Things we experimented on but did not investigate in depth include the point cloud accumulation approach described in section~\ref{approach.accumulation} and the parallel Kinfu approach depicted in section~\ref{approach.parallel}. The point cloud accumulation method needs research on how a mesh can be reconstructed from the collected data. The parallel Kinfu approach might work better if visual features were considered instead of or in addition to geometric features. Testing this in practice will be easy if the source code to Kintinuous is released, as Kintinuous already supports three different tracking methods \citep{Whelan12rssw}.

% also: animation with the makehuman approach


\section{Conclusion}

The major accomplishments of this thesis are threefold in regard to human body reconstruction using depth camera data.

Firstly, we conducted a review of the subject matter, including existing systems and related research. In chapter~\ref{literature}, we described the most relevant areas of research in terms of what should be considered when designing a system for 3D reconstruction of the human body. We also encountered and identified the major problems that must be solved in order to create a working system.
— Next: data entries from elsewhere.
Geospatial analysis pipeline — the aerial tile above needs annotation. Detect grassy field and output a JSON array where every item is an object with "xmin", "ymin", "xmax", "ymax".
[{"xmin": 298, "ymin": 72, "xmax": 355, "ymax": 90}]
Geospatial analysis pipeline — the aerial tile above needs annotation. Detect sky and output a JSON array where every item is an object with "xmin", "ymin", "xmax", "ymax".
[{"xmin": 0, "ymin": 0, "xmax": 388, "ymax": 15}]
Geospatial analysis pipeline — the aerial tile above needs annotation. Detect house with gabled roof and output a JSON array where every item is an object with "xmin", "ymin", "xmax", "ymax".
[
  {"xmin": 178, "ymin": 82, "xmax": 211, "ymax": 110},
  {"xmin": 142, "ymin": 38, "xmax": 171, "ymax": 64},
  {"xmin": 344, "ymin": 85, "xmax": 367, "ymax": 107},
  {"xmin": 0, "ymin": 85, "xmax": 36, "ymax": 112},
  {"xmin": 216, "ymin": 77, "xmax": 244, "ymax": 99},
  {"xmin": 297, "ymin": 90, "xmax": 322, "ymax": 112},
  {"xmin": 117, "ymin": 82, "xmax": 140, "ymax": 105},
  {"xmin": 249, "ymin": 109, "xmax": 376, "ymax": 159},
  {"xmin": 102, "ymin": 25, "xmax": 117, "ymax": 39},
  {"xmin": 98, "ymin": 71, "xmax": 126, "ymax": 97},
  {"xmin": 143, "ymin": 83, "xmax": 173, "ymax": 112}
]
Secondly, we suggested different valid approaches in chapter~\ref{approach}. We described each approach in terms of how the problem can be divided into sub-tasks and determined requirements for their implentations. We also analyzed possible problems with each approach and recommended the one we deemed most promising.

Thirdly, we made prototype implementations for many of the tasks described, as described in chapter~\ref{approach}. These implementations helped us further understand the tasks and problems that must be solved. They also provide a useful basis for further work on a complete human body reconstruction system.

\newtopic

Ultimately, this research did not meet its original goal---a complete human body reconstruction system that works in real time. Various causes contributed to this result. Fundamentally, the difficulty of achieving the chosen research goal was seriously underestimated. Our lack of previous knowledge of the subject matter was the primary reason for this. Unfortunately, there was little existing expertise in relevant research topics in the Department of Media Technology, and instruction during the research was lacking. Therefore, it took us long to realize our mistake.

Still, we have made a promising start in the research---the error was mostly in choosing the scope to fit the limited resources of a Master's thesis. Scoping the research appropriately was made difficult by the broadness of the subject. Any given task requires a broad understanding of different research areas, which had to be gained first. We also made the error of focusing on finding a lot of different ideas---while neglecting validation of their feasibility before committing to working on them.

All things considered, we made good groundwork by investigating, planning and partially implementing a system for human body reconstruction, while our original goal was not completely met.